Workfare Is Modernised Slavery

Workfare is not only bad economics it is morally wrong. Workfare is a modern form of slavery. This may seem an extreme statement, for we tend to associate slavery with racial oppression, when black people were forced to work for white farmers. But slavery is not always racial and it is not always achieved by violence.

Workfare is a government scheme to force people into unpaid work. Recently the Archbishop of York made clear that this scheme is immoral, that it should be stopped and that employers should not join the scheme. There are powerful objections to workfare - both economic and moral and it is worth examining them.

The economic objection to workfare is that it damages the effectiveness of the labour market. When governments force people to provide free work for particular employers they both distort the supply of labour and the demand for labour. Or, to put the matter more simply, when governments force geologists to stack shelves they both stop the geologist from finding the best use of their skills whilst taking a paid job away from the person who had been previously stacking shelves.

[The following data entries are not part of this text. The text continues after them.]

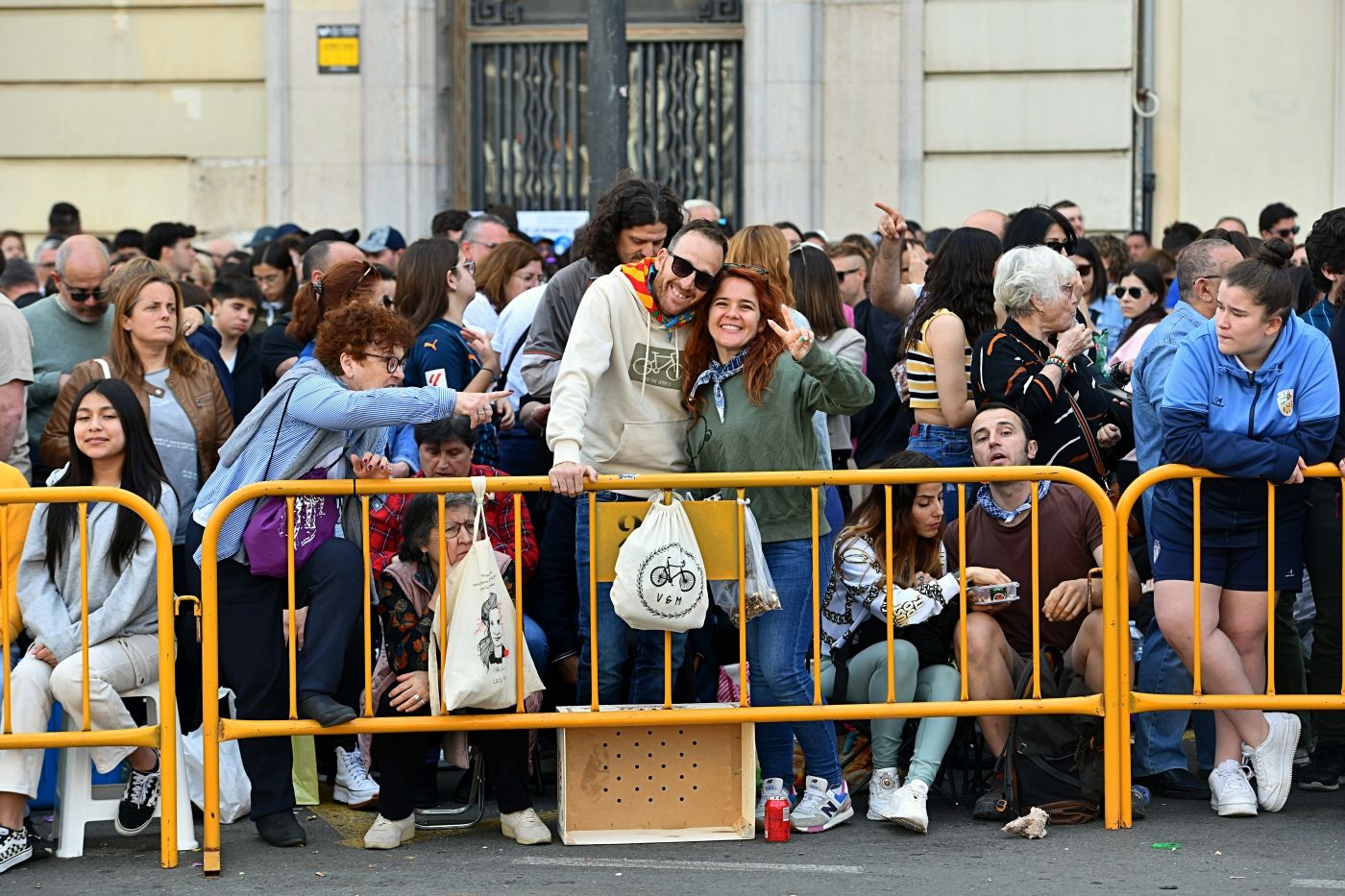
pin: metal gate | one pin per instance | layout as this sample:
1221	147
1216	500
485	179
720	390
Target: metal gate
528	105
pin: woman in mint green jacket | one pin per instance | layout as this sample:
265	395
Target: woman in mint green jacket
753	382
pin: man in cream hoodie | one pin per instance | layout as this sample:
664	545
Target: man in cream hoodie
616	408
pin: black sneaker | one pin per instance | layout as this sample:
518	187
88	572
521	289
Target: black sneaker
13	848
1325	770
991	805
138	802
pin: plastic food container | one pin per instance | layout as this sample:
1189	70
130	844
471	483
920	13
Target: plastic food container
992	593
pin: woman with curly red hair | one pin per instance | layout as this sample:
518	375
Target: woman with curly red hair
753	382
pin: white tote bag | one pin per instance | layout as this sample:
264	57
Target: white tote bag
479	666
659	573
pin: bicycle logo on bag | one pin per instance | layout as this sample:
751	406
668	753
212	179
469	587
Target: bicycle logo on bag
670	583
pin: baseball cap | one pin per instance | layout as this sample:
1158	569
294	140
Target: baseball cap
380	240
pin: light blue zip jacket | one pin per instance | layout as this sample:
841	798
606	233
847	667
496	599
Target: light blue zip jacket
1250	425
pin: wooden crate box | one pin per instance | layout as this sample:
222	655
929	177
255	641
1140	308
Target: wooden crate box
654	784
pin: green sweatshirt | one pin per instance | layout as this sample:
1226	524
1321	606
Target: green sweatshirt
776	435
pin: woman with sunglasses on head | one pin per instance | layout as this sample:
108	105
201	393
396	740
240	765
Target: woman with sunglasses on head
955	307
818	298
924	617
1253	396
111	448
434	288
755	381
1038	362
273	272
1095	296
327	417
1140	294
407	593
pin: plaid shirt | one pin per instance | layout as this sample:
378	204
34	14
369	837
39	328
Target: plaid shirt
385	526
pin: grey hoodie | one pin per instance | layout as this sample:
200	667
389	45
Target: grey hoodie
124	604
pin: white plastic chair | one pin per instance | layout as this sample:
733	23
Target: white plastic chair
81	802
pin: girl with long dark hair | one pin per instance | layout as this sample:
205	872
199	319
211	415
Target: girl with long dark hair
757	383
924	614
110	448
957	305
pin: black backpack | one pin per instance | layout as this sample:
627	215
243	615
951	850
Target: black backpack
1055	762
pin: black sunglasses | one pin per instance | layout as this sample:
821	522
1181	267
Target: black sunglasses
757	269
83	296
683	268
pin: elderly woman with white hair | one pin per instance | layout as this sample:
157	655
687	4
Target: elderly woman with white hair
1038	363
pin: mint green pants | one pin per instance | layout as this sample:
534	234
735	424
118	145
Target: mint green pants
869	685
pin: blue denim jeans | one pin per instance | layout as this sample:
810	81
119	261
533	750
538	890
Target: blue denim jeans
615	638
947	447
1159	736
777	671
535	641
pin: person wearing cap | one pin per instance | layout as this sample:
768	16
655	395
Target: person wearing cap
383	245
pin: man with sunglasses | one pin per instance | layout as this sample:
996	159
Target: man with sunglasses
1278	222
616	408
67	327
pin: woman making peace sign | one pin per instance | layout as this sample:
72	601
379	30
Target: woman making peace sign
752	388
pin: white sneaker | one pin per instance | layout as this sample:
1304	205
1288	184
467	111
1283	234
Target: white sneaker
883	794
389	835
1273	762
353	785
525	828
1230	792
770	788
911	806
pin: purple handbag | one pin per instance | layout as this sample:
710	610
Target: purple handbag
264	536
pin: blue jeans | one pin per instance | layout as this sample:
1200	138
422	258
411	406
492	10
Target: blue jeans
535	641
777	650
614	637
1157	745
947	447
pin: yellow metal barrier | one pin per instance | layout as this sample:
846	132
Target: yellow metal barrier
1270	701
602	552
161	736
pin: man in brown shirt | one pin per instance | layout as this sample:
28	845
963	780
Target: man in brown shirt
1069	544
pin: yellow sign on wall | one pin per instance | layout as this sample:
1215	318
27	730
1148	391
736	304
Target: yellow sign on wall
338	49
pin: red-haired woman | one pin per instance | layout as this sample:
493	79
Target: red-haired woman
755	385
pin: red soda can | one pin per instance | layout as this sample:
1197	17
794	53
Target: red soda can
777	821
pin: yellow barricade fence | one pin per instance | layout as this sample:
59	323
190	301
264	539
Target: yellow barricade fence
161	736
609	523
1268	701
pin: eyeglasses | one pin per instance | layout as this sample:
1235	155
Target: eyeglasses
393	362
682	268
756	269
84	296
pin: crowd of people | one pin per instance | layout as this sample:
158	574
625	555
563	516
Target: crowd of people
183	369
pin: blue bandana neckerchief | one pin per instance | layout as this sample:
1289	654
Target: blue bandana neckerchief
995	512
717	373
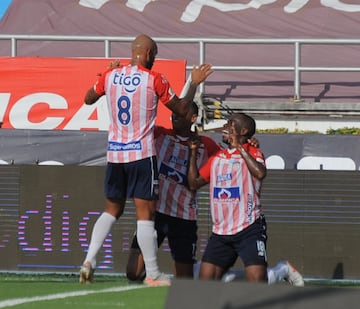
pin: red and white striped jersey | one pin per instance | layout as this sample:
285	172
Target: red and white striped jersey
175	199
132	94
234	192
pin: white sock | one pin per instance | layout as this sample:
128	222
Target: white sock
100	230
277	273
147	240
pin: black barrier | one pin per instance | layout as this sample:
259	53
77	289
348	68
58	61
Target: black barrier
47	214
241	295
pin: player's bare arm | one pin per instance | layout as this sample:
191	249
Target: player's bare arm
182	106
194	179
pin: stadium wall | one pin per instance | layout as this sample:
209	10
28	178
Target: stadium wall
47	213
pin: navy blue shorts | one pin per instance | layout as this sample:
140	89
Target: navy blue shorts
249	245
138	179
181	235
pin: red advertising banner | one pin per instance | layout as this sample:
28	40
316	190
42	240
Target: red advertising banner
48	93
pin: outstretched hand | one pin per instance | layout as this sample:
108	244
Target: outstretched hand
194	140
200	73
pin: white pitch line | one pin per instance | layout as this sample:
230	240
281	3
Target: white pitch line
20	301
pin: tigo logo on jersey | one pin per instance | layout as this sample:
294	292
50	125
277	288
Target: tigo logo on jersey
226	194
130	82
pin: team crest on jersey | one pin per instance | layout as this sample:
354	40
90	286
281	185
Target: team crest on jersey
226	194
173	174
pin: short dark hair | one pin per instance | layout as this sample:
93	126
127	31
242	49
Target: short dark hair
195	108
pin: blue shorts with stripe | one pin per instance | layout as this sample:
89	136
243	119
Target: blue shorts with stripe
249	245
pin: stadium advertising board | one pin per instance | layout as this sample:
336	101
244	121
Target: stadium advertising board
48	93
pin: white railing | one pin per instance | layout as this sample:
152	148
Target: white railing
202	43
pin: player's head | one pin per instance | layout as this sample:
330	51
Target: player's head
242	125
225	133
183	124
144	51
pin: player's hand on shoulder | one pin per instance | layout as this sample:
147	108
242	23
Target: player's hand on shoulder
194	139
114	64
253	141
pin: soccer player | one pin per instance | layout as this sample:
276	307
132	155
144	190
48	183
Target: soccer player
239	227
132	93
176	209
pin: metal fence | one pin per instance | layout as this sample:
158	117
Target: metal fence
203	43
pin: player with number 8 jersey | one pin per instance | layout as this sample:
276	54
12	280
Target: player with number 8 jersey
136	91
132	94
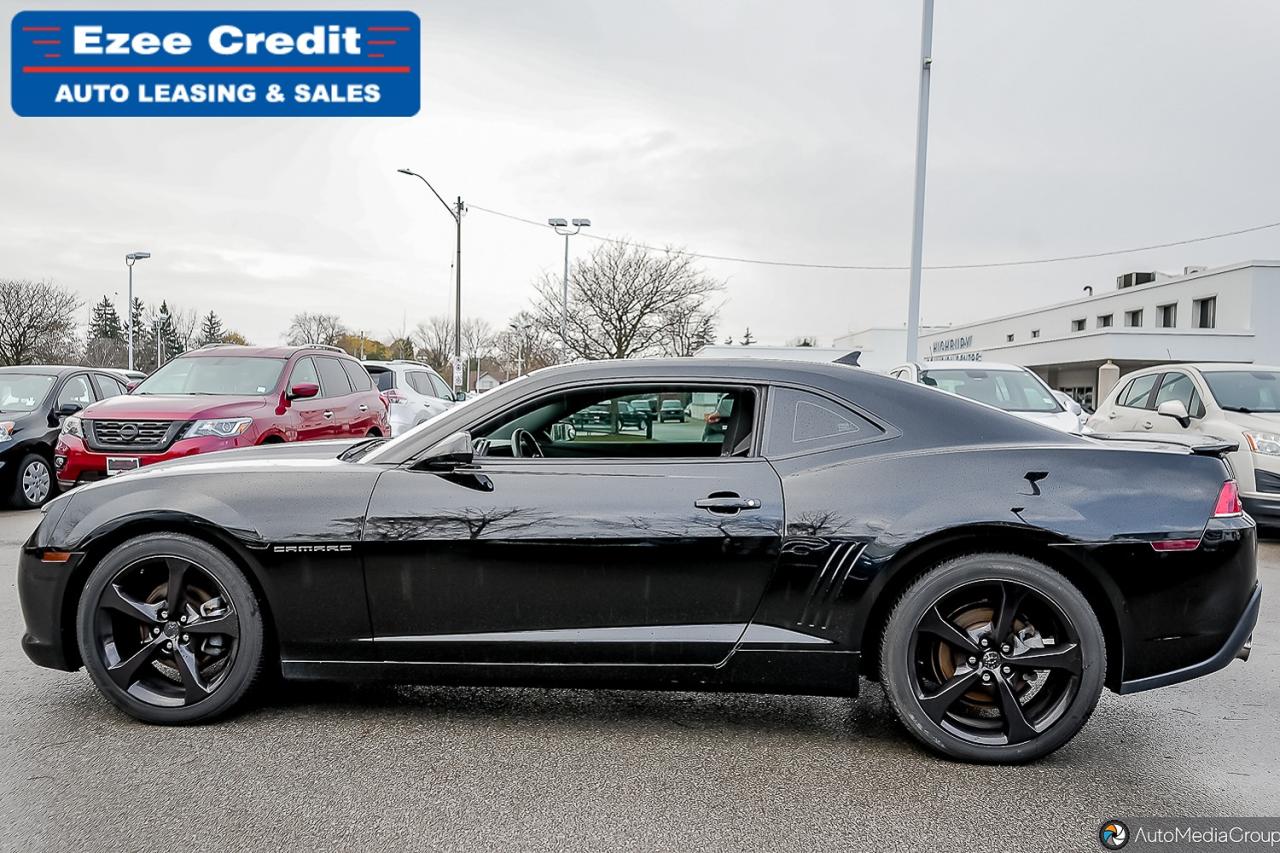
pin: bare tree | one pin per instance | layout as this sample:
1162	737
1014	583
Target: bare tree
315	328
434	338
37	322
624	300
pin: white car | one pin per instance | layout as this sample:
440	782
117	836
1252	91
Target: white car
1238	402
1010	387
414	391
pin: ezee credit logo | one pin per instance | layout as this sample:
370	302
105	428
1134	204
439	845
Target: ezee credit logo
215	63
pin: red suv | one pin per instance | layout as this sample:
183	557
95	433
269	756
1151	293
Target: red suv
220	397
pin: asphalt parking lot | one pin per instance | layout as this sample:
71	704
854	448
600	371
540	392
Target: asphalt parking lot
337	767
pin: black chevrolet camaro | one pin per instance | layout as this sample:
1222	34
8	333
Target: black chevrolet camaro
991	573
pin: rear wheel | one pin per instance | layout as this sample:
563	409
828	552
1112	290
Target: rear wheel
170	630
993	658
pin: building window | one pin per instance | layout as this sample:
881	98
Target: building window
1205	313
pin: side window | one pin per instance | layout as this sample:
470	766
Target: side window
304	373
440	389
800	422
1138	392
333	378
76	391
359	377
1176	386
108	386
602	423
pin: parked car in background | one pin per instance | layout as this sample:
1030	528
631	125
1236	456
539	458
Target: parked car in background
218	397
1010	387
414	391
1238	402
671	410
35	401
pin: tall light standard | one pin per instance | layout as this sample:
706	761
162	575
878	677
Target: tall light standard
562	228
457	267
922	144
129	260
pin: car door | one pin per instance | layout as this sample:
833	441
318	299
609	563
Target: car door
309	418
341	414
600	556
1132	405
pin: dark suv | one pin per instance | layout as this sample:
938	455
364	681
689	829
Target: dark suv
220	397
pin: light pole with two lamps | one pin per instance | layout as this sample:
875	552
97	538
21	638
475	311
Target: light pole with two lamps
562	229
129	260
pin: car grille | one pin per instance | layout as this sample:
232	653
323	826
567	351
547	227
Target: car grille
129	434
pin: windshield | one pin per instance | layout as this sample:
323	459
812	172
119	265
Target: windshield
1008	389
23	392
1246	389
229	375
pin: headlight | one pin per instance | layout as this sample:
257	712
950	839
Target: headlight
1266	443
222	428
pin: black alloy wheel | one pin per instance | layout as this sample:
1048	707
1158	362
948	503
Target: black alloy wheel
170	630
993	657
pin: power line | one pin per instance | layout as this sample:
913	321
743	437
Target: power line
1029	261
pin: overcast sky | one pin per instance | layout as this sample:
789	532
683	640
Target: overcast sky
763	129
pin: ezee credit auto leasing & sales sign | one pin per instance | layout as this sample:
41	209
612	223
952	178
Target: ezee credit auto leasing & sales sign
215	63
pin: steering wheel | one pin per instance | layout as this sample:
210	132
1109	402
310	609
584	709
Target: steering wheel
524	445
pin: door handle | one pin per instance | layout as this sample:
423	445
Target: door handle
727	503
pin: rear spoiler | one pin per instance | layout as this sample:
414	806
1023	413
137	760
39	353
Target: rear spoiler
1197	445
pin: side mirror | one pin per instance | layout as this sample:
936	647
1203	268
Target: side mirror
449	452
304	391
1176	410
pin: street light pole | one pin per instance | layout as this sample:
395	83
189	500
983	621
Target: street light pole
129	260
561	227
922	142
457	268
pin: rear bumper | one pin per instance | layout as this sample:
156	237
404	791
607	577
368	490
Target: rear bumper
1237	646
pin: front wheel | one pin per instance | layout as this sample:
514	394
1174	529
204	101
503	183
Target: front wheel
170	630
993	657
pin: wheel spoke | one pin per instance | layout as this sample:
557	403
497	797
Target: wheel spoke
122	602
126	673
1016	726
932	623
195	687
1059	657
1010	600
176	588
936	705
225	624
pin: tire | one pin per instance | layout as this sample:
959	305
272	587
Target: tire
984	693
33	483
213	660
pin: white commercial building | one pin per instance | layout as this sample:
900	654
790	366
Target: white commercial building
1225	314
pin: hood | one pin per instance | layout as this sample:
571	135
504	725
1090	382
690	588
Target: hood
177	407
1063	420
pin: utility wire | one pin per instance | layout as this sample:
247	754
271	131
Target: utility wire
886	268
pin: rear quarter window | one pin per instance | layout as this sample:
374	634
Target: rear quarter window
800	422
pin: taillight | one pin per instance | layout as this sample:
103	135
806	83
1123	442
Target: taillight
1229	501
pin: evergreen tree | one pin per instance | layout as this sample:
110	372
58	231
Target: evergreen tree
211	329
105	323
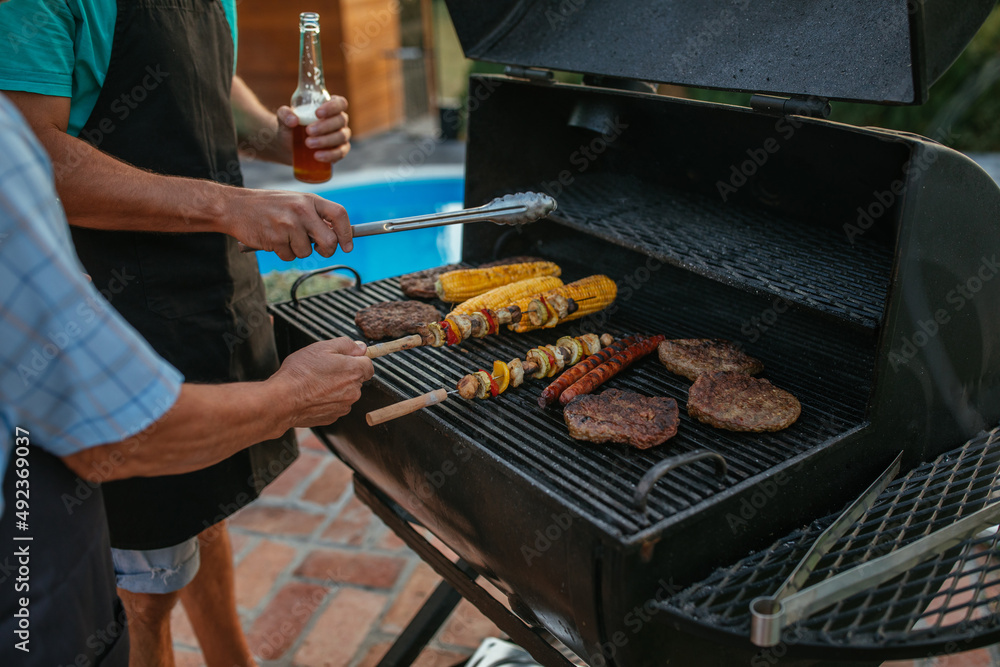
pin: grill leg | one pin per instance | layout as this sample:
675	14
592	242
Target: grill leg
424	625
463	582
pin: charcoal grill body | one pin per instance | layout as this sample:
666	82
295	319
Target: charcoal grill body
829	251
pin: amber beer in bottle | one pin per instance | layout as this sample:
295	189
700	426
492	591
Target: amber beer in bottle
307	98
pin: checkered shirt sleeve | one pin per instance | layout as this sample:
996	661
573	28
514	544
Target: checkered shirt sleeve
72	371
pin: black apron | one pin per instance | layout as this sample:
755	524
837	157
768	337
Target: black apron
199	302
73	610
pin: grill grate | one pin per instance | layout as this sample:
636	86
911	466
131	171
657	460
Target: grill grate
814	267
598	481
949	599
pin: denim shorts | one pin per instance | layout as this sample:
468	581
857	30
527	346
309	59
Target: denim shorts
157	570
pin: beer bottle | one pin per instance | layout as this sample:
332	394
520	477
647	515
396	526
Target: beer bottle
308	96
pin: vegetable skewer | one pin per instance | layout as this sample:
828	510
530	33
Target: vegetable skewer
543	361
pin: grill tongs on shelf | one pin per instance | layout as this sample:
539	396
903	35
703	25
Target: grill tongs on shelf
791	603
516	209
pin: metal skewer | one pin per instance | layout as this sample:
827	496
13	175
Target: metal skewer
516	209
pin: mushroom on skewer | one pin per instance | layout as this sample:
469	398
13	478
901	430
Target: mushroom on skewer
544	361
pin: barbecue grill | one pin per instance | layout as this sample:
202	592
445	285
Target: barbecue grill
857	263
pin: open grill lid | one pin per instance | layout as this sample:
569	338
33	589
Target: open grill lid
885	51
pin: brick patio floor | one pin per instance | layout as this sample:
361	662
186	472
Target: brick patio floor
320	581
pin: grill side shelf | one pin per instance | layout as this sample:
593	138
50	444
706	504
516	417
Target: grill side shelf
947	601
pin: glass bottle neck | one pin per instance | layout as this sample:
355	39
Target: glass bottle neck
310	60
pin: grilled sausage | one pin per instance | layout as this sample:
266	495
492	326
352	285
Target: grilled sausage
610	368
552	392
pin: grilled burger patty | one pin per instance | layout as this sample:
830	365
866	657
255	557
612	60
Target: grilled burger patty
691	357
520	259
420	285
622	416
394	319
738	402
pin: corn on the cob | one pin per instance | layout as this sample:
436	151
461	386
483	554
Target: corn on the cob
501	297
592	294
461	285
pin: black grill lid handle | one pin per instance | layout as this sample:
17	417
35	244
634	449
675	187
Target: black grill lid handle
306	276
652	475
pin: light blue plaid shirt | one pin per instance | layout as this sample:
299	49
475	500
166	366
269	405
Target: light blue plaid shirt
73	373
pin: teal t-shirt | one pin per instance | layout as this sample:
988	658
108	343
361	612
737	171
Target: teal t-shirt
62	48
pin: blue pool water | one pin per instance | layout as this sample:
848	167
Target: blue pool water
385	255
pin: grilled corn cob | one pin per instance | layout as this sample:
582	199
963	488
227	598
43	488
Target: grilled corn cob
500	297
591	294
461	285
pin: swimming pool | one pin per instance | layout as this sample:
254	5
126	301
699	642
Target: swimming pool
370	197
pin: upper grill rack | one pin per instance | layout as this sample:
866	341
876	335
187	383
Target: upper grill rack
598	481
949	599
758	250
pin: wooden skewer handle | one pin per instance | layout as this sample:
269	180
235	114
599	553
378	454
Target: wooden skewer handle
396	410
405	343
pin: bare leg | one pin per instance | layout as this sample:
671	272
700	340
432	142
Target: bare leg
149	628
210	603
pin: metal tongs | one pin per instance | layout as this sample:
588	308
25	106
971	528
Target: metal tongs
791	603
516	209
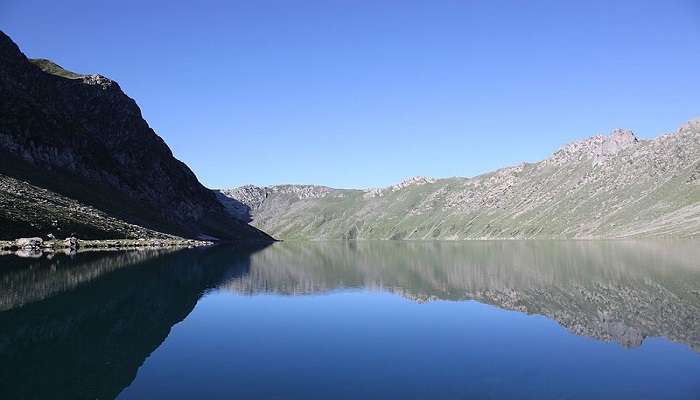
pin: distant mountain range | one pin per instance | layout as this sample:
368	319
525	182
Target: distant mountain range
77	157
611	186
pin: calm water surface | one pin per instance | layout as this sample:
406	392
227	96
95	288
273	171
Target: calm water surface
356	320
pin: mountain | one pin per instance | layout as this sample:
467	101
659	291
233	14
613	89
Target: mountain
79	137
607	186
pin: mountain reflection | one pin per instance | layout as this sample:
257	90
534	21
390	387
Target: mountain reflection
80	327
623	291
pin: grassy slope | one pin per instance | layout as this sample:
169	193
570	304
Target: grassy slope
650	189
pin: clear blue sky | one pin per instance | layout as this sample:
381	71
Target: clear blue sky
366	93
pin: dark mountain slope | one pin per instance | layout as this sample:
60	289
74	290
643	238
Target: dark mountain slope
82	137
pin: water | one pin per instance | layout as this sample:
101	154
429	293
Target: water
410	320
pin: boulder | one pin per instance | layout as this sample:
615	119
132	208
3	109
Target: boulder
29	243
71	243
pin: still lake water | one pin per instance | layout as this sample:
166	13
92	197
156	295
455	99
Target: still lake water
356	320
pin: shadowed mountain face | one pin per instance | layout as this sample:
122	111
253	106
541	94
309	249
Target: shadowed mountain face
611	186
619	291
81	137
80	327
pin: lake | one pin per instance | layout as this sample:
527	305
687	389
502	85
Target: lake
356	320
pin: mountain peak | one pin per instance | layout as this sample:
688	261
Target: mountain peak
597	148
52	68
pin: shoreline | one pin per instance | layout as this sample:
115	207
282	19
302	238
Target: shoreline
36	247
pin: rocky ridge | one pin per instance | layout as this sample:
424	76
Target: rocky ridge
81	137
607	186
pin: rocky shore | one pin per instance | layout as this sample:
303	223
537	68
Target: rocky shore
36	247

Workfare is an inefficient and self-defeating policy and it is disturbing to see the UK's Conservative-Liberal government embracing one of the most disastrous economic policies of communism.

Workfare is not only bad economics it is morally wrong. Workfare is a modern form of slavery. This may seem an extreme statement, for we tend to associate slavery with racial oppression, when black people were forced to work for white farmers. But slavery is not always racial and it is not always achieved by violence.

Often people have had to give themselves up to slavery simply to survive. Economic slavery has existed for thousands of years and it is still a common phenomenon today; for example in India many people live in this kind of debt-slavery.

Slavery is forced labour. It makes no difference whether that force is the fear of death by violence or the fear of death by starvation. Calling forced labour 'workfare' may make it sound better, but it is still slavery.

Even when slavery was common people knew it was wrong. The ancient Jewish law created a system of Jubilees to ensure that nobody would be forced to live in slavery for too long. In the Jewish calendar, every fifty years, all slaves would be freed and their original tribal property rights would be returned to them.

Slavery is also in conflict with the basic idea of fair exchange, or, as Christ puts it, "the workman is worthy of his meat" (Matthew 10:10). Fair exchange is free exchange. This is not the same as forcing someone into work. Slavery strips away the dignity of the person by taking away their freedom.

None of this means that it is not important to think about how we help people to find work. The great Jewish theologian Maimonides argues that the highest form of charity is to help someone find work or self-employment and put them beyond the need for charity. But he also makes clear that even the lowest form of charity is incompatible with slavery.

Instead of forcing people into unpaid work we need to design a benefits system that both guarantees us enough to live on and us all with natural incentives to work and save. This is a feasible and affordable reform that would help us make much better use of the freely given talents of all citizens.

Justice and slavery are not compatible. Dressing slavery up as a new kind of welfare reform will not help. Employers and citizens should support Boycott Workfare and stop pretending there is any justification for modernised slavery.